According to this doctor, concussion tends to follow an indefinite course, usually if there were no fractures as was the case herein and there was no molecular damage to the substance of the brain, then recovery is complete in time. Whiplash injury without fractures follows a similar course and may or may not have any permanent disability. Professor Dar supported presence of concussional and whiplash injuries, lack of concentration, memory deficiency and temper manifestations. Dr Bal was mainly concerned with N’s hearing problems. According to him this plaintiff has definitely hearing problems following the accident and that the handicap is adequate enough to interfere in her day to day activities.
That her percetive loss is obviously permanent and cannot be corrected by medical or surgical treatment. He is of the view that if hearing deteriorates further she might have to use a hearing aid which would bring a lot of psychological trauma to the mind of the patient. The loss here is more pronounced in the right than in the left ear. This plaintiff complained to Dr Shashi Patel of constant headaches, poor memory, irritability, ringing sensation in right ear, loss of hearing on the right ear, pain in neck, recurrent colds, pain in right knee while sitting for a while, cannot kneel to pray in mosque, gidiness, cannot sleep well, pain in scar of scalp in cold; difficulty in attending phones, scars, lethargic after accident and so forth.

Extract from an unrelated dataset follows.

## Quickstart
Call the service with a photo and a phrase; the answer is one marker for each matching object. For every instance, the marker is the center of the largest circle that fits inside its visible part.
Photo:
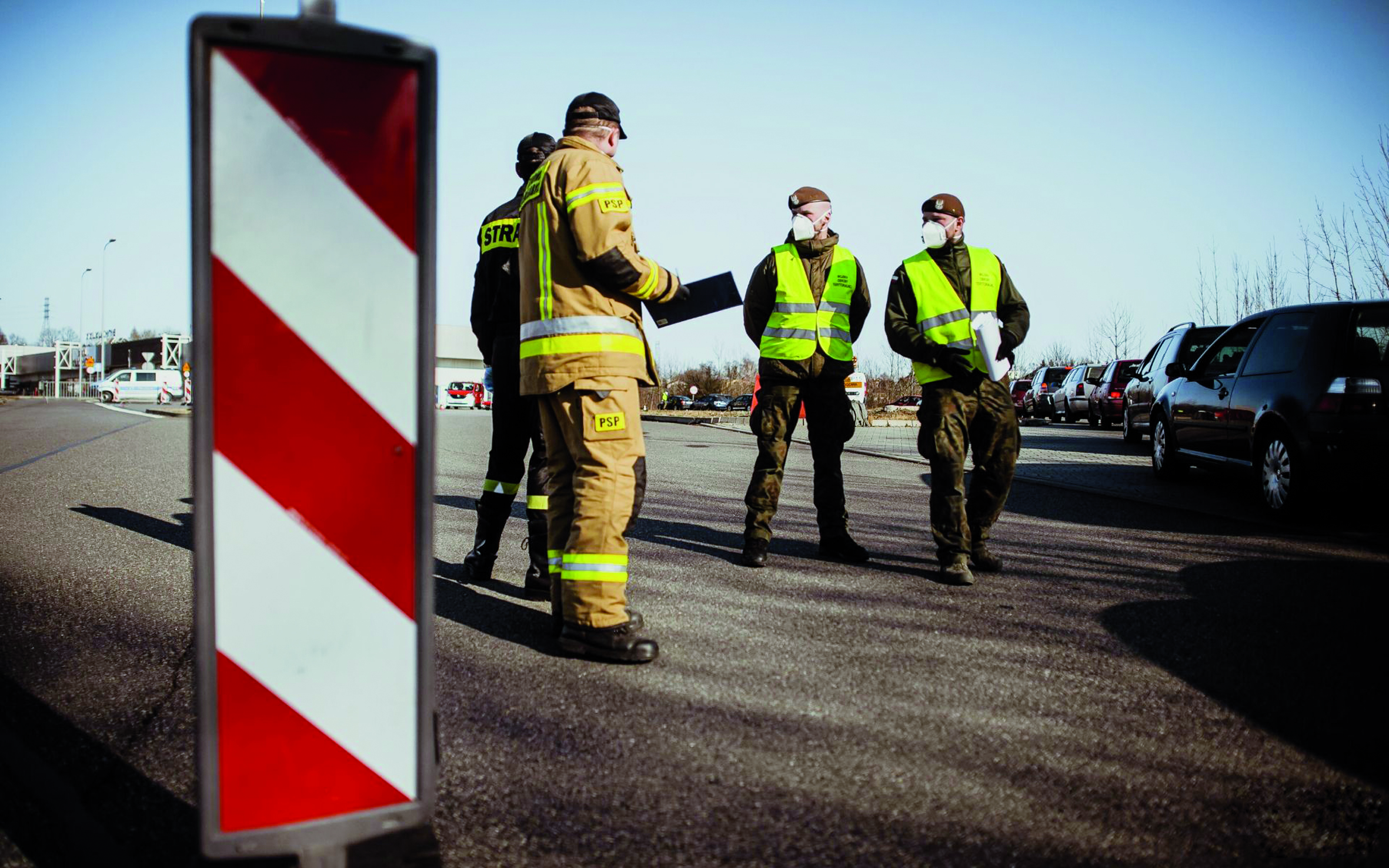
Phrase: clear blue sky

As to difficulty in hearing, the court observed that this plaintiff while in the witness box had no difficulty at all in answering any question from either her counsel or that of the defendant. For instance, at no time was any question repeated to her. And as to difficultly in attending phone calls, the plaintiff answered in cross-examination that she had been able to speak to her children in the United States on phone on a number of times without any problem. Though, therefore, the accident may have had some effect on her hearing capacity, yet that effect was exaggerated during her evidence and also in the medical evidence.
In this case, the plaintiff N sustained no fractures. But she sustained cerebral concussion, laceration of the scalp, pinna of left ear, and right thumb and bruising of cervical spine and right knee with abrasion in front of right knee joint. She was admitted to Aga Khan Hospital from December 16, 1979 to December 22, 1979 for observation of the head injury, she has developed headaches, gidiness, poor memory, insomnia and pain in occipital scar in cold in the form of post concussional syndrome which is likely to continue for some time or may even deteriorate with the passage of time. She also sustained a whiplash injury which may gradually improve in future as well as an injury on right ear and so on and so forth.

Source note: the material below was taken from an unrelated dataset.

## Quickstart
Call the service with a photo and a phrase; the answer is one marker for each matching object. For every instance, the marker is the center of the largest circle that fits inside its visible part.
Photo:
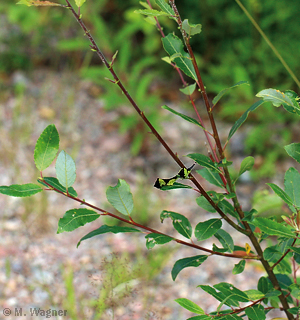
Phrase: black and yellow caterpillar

These are by no means serious injuries which the plaintiff suffered as a result of the accident of December 16, 1979 in which the defendant was largely to blame. Considering the evidence and circumstances of this case and taking into account defence medical report and evidence and the 30% contributory negligence on the part of this plaintiff, I feel an award to her of Shs 180,000 for pain suffering and loss of amenities is reasonably adequate. See Elizabeth Wairimu Mururu v Emmy Mwatha AnnahH CCC NO 2938 of 1979 (unreported). In the ultimate result I would enter judgement for the plaintiffs’ against the defendant in the sum of Shs 297,540 together with interest and 3/4 costs. This is the order of this court.
Dated and Delivered in Nairobi this 25th day of June 1985.